To my great delight, Amazon.com just sent me a famous joke book: Joe Miller’s Jests; or, The Wits Vade-mecum (N.Y.: Dover, 1963; facsimile of the original 1739 edition). If you imagine two-hundred-plus-year-old humor as prudish, check out #5:
“When the Lord of Ormond was young, and came first to Court, he happen’d to stand next my Lady Dorchester, one Evening in the Drawing-Room, who being but little upon the Reserve on most Occasions, let a Fart, upon which he look’d her in the Face and laugh’d. What’s the Matter, my Lord, said she: Oh! I heard it, Madam, reply’d the Duke, you’ll make a fine Courtier indeed, said she, if you mind everything you hear in this Place.”
Joe Miller, like Jay Leno or any jokester, gets you to laugh at his story by using shorthand–recognizable people, places, and things. (For Lord Ormond and Lady Dorchester, think Clinton and Lewinsky.) And Joe, like Jay, uses people-as cliches. Jay knows you’ll recognize and chuckle at yuppies, hippies, and Senators. Joe knows the same about Bishops, fishmongers, and cabin boys on leave from a man o’ war.

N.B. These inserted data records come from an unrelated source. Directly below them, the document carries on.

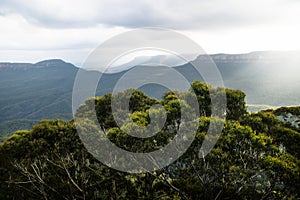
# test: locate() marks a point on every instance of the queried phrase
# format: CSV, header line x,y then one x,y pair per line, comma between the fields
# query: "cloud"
x,y
173,14
73,28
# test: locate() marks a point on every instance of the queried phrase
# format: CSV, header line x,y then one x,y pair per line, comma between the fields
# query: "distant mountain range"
x,y
30,92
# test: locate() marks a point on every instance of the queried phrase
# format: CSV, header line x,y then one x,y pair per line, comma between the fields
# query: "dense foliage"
x,y
256,157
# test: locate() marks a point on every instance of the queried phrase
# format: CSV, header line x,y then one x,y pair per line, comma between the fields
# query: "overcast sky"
x,y
33,30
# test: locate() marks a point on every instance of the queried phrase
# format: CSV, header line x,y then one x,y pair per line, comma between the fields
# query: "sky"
x,y
35,30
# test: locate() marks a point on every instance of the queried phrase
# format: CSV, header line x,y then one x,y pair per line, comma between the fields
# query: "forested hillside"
x,y
31,92
256,156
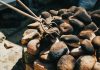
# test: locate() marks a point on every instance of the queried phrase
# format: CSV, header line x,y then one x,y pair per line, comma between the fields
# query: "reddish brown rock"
x,y
66,62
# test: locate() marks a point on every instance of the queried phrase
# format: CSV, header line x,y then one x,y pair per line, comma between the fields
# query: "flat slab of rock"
x,y
9,56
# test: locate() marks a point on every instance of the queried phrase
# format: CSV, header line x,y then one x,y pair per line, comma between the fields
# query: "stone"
x,y
10,56
83,62
38,65
66,62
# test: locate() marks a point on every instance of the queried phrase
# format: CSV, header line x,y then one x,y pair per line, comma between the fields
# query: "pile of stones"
x,y
67,39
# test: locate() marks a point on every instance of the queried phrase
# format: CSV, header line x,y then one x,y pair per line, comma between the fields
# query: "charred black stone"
x,y
87,46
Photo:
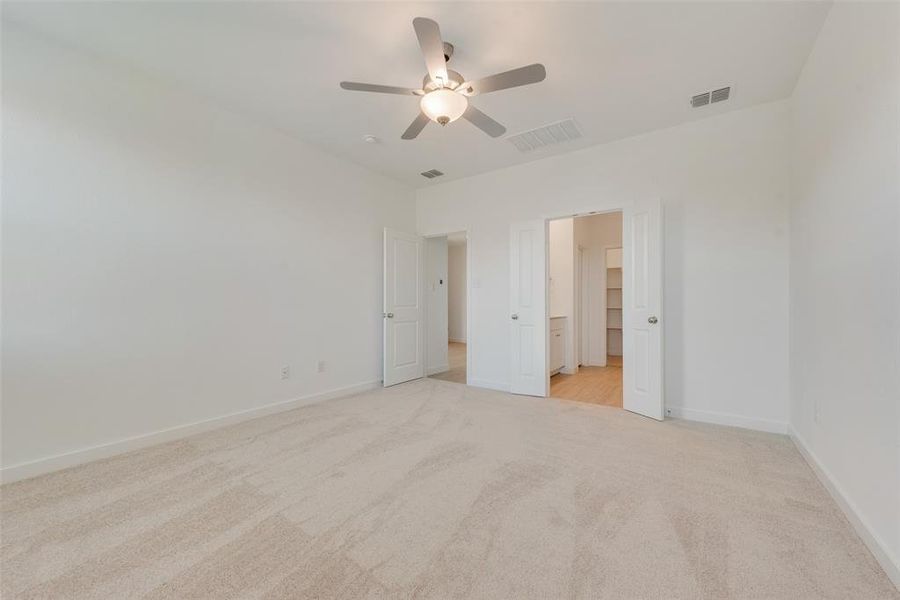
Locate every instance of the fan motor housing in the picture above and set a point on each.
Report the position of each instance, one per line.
(455, 79)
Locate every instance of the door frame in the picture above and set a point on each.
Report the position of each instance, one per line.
(588, 212)
(468, 300)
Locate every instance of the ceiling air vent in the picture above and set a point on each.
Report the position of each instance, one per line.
(700, 100)
(705, 98)
(548, 135)
(719, 95)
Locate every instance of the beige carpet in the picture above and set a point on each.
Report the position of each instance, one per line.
(432, 489)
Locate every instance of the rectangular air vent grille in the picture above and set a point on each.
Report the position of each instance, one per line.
(719, 95)
(705, 98)
(548, 135)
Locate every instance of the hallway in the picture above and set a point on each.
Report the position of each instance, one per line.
(456, 358)
(594, 385)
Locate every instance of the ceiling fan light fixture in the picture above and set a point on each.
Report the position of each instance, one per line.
(443, 105)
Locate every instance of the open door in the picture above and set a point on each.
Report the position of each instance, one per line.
(404, 307)
(641, 307)
(528, 308)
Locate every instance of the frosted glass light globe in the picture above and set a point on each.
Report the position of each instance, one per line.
(443, 106)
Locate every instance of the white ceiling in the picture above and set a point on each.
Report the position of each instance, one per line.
(618, 69)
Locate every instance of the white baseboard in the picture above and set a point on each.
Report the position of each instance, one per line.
(77, 457)
(718, 418)
(888, 562)
(491, 385)
(438, 369)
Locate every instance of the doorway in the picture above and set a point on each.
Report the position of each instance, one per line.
(585, 308)
(447, 301)
(536, 328)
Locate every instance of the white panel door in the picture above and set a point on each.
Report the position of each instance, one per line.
(641, 309)
(404, 307)
(528, 308)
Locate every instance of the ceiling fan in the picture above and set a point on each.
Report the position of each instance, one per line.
(445, 94)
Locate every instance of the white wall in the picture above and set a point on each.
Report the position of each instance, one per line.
(436, 302)
(594, 234)
(456, 279)
(845, 266)
(163, 259)
(723, 182)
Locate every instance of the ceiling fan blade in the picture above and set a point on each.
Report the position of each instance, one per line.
(381, 89)
(415, 127)
(501, 81)
(432, 48)
(483, 122)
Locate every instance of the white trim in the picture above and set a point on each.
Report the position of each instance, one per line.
(77, 457)
(705, 416)
(438, 369)
(487, 384)
(888, 562)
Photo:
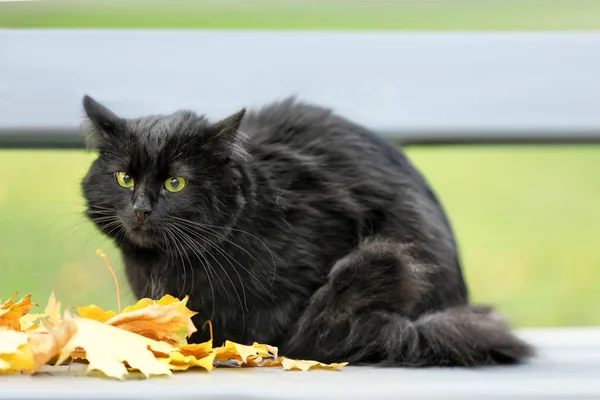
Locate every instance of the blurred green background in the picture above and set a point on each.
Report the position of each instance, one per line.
(526, 217)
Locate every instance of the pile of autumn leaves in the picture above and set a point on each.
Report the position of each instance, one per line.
(149, 337)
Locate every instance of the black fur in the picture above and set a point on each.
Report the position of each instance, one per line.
(297, 228)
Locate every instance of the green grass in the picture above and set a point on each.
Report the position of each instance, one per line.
(294, 14)
(526, 219)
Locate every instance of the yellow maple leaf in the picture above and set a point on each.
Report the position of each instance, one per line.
(244, 354)
(178, 361)
(45, 346)
(166, 319)
(107, 348)
(198, 350)
(94, 312)
(11, 312)
(305, 365)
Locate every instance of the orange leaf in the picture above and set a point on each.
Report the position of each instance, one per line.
(10, 312)
(107, 348)
(167, 319)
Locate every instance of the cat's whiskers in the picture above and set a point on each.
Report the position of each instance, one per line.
(205, 265)
(227, 275)
(227, 257)
(212, 229)
(225, 254)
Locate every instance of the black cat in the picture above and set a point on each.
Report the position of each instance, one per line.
(290, 226)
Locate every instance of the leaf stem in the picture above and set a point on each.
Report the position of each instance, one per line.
(99, 253)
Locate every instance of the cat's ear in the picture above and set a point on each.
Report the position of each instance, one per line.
(228, 140)
(102, 124)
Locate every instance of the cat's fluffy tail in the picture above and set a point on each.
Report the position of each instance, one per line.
(460, 336)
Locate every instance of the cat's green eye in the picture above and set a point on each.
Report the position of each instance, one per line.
(124, 179)
(175, 184)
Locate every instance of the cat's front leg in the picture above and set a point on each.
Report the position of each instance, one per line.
(369, 292)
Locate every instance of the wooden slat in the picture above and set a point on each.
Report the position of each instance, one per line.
(566, 367)
(417, 88)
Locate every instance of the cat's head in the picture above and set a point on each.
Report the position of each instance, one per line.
(158, 176)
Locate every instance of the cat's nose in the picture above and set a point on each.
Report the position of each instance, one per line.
(142, 213)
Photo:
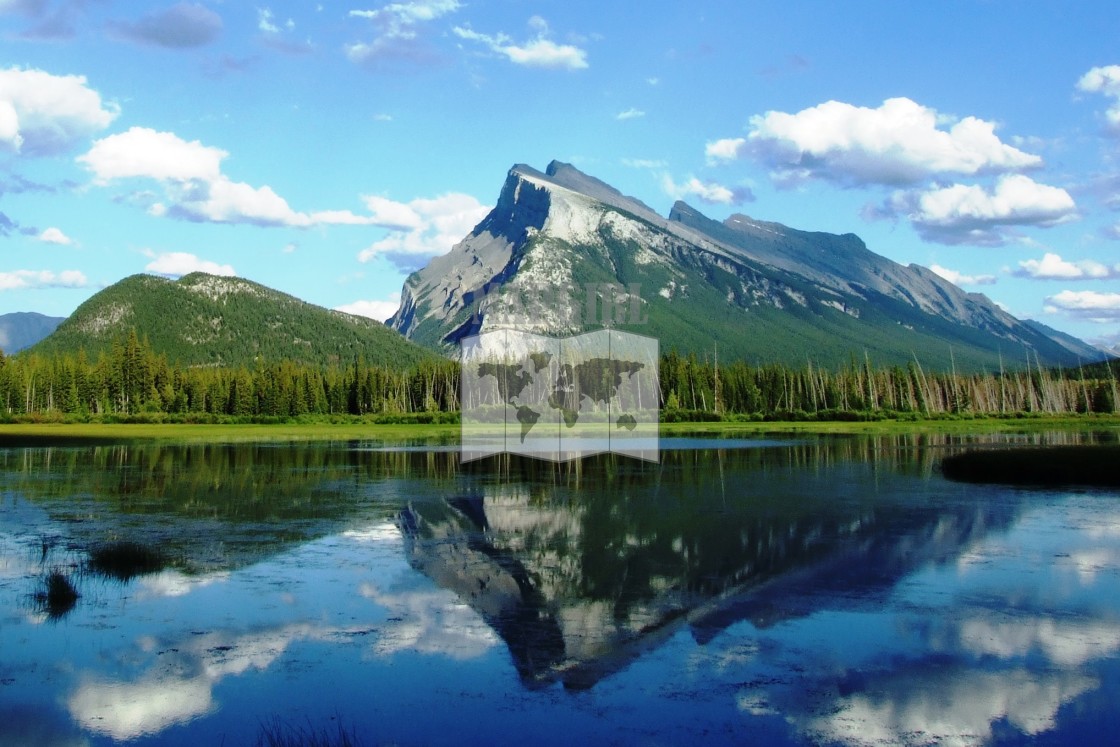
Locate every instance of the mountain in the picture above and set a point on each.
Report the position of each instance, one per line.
(25, 328)
(759, 291)
(203, 319)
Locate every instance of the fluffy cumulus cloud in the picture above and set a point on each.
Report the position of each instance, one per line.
(1085, 305)
(1052, 267)
(176, 264)
(375, 309)
(709, 193)
(539, 52)
(901, 142)
(50, 20)
(728, 149)
(195, 186)
(972, 214)
(145, 152)
(1104, 81)
(27, 279)
(179, 27)
(423, 227)
(960, 279)
(54, 235)
(398, 30)
(44, 114)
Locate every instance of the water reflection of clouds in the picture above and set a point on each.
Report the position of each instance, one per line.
(954, 706)
(1023, 624)
(179, 687)
(177, 684)
(176, 584)
(429, 622)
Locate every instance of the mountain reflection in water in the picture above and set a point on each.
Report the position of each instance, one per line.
(808, 589)
(579, 577)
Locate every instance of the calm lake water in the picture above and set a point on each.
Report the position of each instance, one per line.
(803, 590)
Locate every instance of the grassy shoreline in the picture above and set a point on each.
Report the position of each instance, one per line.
(15, 435)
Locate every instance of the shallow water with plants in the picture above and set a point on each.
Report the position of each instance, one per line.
(800, 589)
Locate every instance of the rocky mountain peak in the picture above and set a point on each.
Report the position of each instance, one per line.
(758, 289)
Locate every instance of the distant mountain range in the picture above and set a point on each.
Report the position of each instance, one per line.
(25, 328)
(759, 291)
(203, 319)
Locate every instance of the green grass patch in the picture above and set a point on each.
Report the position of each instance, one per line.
(22, 435)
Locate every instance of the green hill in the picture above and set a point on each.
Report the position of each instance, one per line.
(203, 320)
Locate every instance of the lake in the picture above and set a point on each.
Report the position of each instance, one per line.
(782, 590)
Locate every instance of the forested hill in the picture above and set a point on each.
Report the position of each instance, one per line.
(203, 319)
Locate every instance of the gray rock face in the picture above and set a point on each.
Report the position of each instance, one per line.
(757, 290)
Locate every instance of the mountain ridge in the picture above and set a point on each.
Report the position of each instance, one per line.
(204, 319)
(761, 291)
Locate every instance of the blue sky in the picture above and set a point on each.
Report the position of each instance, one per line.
(327, 149)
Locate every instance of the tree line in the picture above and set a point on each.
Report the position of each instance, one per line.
(132, 380)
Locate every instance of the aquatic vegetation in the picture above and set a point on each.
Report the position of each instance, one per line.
(57, 597)
(126, 560)
(278, 733)
(1057, 465)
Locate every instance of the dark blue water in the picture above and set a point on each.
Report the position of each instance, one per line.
(778, 591)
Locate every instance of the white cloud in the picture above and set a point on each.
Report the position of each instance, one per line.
(728, 149)
(179, 27)
(644, 164)
(176, 264)
(43, 114)
(1052, 267)
(899, 142)
(961, 279)
(374, 309)
(1085, 305)
(36, 279)
(537, 53)
(398, 30)
(391, 214)
(969, 214)
(53, 235)
(266, 21)
(196, 188)
(706, 192)
(1104, 81)
(145, 152)
(426, 227)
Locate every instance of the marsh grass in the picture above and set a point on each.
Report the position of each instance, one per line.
(126, 560)
(278, 733)
(57, 596)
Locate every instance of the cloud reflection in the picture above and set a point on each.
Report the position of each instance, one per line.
(954, 707)
(1064, 644)
(179, 688)
(430, 623)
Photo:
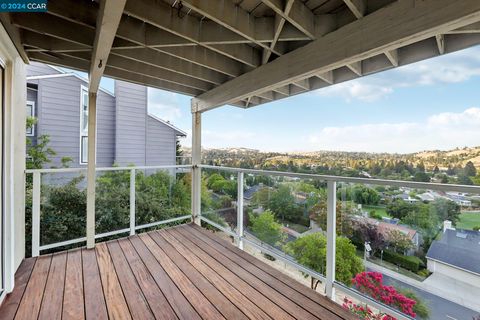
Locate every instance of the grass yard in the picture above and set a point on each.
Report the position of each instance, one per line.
(468, 220)
(378, 209)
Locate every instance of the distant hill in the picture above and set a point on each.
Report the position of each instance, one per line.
(253, 158)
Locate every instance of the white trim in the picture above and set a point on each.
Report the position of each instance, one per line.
(168, 124)
(48, 76)
(32, 103)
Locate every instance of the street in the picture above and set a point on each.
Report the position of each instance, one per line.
(440, 309)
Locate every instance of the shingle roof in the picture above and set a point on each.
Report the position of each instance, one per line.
(459, 248)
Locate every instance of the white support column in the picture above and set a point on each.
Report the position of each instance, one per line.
(196, 171)
(240, 210)
(91, 174)
(36, 214)
(331, 237)
(132, 202)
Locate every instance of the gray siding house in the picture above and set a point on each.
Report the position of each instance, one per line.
(126, 133)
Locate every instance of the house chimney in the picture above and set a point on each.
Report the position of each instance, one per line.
(447, 225)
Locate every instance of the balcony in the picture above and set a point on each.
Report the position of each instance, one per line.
(182, 272)
(243, 54)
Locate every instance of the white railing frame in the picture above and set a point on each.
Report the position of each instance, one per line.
(331, 285)
(239, 235)
(36, 205)
(240, 210)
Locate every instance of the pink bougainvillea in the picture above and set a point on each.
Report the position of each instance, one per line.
(371, 283)
(364, 312)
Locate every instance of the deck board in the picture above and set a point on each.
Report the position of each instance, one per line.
(184, 272)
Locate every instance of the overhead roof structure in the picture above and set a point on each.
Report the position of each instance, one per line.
(243, 52)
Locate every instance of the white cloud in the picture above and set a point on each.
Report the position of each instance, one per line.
(440, 131)
(451, 68)
(357, 90)
(164, 104)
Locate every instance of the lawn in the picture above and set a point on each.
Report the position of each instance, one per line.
(468, 220)
(378, 209)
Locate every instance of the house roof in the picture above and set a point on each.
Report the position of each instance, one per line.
(243, 53)
(61, 73)
(178, 132)
(458, 248)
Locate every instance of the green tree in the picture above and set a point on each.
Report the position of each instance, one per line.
(282, 204)
(399, 241)
(311, 251)
(446, 210)
(421, 176)
(470, 170)
(265, 228)
(399, 208)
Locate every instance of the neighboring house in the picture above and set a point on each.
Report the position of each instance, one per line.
(126, 133)
(456, 255)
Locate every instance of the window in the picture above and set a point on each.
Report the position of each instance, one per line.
(84, 125)
(30, 113)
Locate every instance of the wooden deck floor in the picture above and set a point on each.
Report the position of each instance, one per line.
(179, 273)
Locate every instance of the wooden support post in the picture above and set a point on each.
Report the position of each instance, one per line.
(240, 210)
(36, 214)
(196, 171)
(331, 238)
(132, 202)
(91, 173)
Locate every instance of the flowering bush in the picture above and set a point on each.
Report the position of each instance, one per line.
(364, 312)
(371, 283)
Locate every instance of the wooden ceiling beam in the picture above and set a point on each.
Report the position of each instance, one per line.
(108, 20)
(167, 18)
(300, 16)
(83, 65)
(402, 23)
(358, 7)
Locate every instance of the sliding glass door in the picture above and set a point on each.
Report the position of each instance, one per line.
(2, 186)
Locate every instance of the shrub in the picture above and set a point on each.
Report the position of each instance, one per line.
(371, 284)
(411, 263)
(214, 217)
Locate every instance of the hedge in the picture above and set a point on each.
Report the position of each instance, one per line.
(411, 263)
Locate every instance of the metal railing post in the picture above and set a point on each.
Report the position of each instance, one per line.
(196, 170)
(132, 201)
(36, 214)
(240, 210)
(331, 238)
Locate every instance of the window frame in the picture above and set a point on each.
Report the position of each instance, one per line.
(32, 104)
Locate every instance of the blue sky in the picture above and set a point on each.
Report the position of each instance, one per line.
(434, 104)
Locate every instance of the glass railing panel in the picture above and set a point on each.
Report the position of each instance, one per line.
(388, 240)
(161, 195)
(62, 209)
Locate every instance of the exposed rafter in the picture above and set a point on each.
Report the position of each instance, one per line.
(440, 38)
(358, 7)
(392, 56)
(402, 23)
(83, 65)
(229, 16)
(279, 24)
(107, 23)
(165, 17)
(299, 15)
(356, 67)
(326, 76)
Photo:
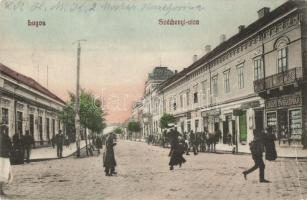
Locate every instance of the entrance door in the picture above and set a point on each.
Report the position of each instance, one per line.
(31, 123)
(282, 122)
(259, 119)
(243, 127)
(225, 130)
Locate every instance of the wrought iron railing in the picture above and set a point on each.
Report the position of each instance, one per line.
(284, 78)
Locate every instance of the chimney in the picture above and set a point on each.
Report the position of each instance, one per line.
(207, 48)
(263, 12)
(194, 58)
(241, 27)
(222, 38)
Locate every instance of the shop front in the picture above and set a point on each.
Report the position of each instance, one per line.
(284, 116)
(211, 119)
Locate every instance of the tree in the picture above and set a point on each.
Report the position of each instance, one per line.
(92, 116)
(166, 119)
(134, 127)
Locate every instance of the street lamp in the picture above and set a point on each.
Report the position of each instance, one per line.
(77, 116)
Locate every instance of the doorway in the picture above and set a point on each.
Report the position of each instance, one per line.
(243, 127)
(259, 119)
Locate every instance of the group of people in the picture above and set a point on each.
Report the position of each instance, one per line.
(264, 141)
(21, 147)
(199, 141)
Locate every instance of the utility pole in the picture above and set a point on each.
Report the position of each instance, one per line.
(47, 77)
(77, 109)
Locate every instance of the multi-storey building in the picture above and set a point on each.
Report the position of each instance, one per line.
(255, 79)
(26, 105)
(150, 107)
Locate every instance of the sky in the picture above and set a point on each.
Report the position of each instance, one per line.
(124, 41)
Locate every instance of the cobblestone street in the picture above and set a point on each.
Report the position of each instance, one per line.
(143, 173)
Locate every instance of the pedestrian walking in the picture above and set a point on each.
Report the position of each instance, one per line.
(176, 153)
(59, 141)
(5, 153)
(66, 141)
(269, 144)
(18, 152)
(27, 143)
(109, 161)
(53, 142)
(257, 149)
(193, 141)
(98, 142)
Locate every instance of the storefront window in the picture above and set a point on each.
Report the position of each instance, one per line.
(272, 120)
(295, 124)
(19, 123)
(5, 116)
(196, 125)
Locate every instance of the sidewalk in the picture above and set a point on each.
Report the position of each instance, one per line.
(282, 151)
(46, 153)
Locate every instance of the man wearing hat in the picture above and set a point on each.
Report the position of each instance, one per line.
(59, 141)
(257, 149)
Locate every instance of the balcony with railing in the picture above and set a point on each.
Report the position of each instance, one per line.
(288, 77)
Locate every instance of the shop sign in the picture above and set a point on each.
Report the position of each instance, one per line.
(286, 101)
(252, 104)
(212, 112)
(237, 112)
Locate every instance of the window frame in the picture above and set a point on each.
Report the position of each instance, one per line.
(240, 75)
(226, 74)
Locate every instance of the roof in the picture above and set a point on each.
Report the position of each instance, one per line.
(28, 81)
(246, 32)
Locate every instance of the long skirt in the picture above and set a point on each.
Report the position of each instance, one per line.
(109, 158)
(6, 175)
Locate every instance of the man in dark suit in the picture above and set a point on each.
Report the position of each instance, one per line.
(59, 140)
(27, 143)
(257, 149)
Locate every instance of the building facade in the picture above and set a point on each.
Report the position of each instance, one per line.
(253, 80)
(26, 105)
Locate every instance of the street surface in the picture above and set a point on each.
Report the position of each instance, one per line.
(143, 173)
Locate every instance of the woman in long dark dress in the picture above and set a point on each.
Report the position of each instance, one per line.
(109, 161)
(176, 154)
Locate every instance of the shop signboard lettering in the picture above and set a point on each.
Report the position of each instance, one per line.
(213, 112)
(287, 101)
(252, 104)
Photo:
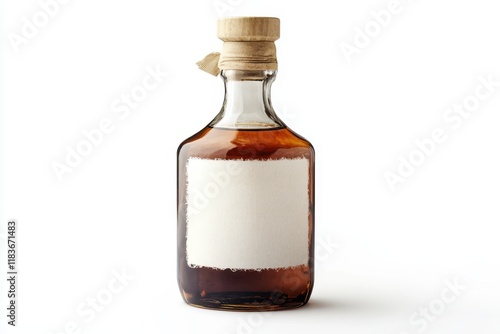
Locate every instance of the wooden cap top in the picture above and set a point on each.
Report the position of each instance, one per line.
(248, 29)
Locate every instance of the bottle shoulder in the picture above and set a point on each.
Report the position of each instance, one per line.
(221, 143)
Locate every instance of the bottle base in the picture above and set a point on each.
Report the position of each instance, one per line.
(248, 301)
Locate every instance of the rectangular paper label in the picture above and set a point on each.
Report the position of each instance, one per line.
(247, 215)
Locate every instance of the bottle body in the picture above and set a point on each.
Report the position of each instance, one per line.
(246, 207)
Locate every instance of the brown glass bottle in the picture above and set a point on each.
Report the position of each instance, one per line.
(246, 129)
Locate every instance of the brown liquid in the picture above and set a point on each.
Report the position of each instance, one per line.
(249, 289)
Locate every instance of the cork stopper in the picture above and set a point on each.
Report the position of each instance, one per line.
(248, 43)
(248, 29)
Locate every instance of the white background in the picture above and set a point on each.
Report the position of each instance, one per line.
(384, 254)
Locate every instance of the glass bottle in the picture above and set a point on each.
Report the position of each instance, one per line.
(246, 204)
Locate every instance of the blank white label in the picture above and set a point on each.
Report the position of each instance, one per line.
(247, 215)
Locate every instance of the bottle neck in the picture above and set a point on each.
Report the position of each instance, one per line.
(247, 101)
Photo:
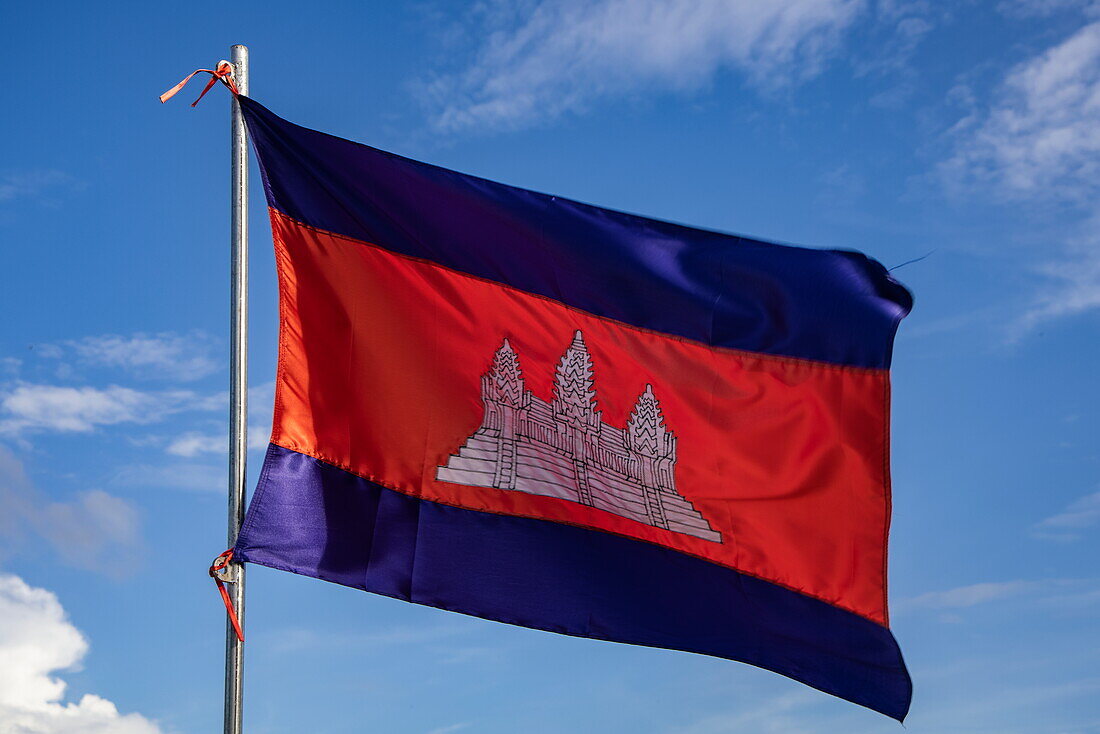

One of my favorite Joe Miller jokes (if you didn’t grow up going to Mass every Sunday, will you get it?)–is #82:
“Two Gentlemen disputing about Religion, in Button’s Coffee-House, said one [of] them, I wonder, Sir, you should talk of Religion, when I’ll hold you five Guineas you can’t say the Lord’s Prayer, done, said the other, and Sir Richard Steele shall hold Stakes. The Money being deposited, the Gentleman began with, I believe in God and so went cleverly thro’ the Creed; well, said the other, I own I have lost: I did not think he could have done it.”
Some witty people claim that humor is universal and all good jokes are old jokes. Oh yeah? May I just point out Joe Miller has not one light bulb joke.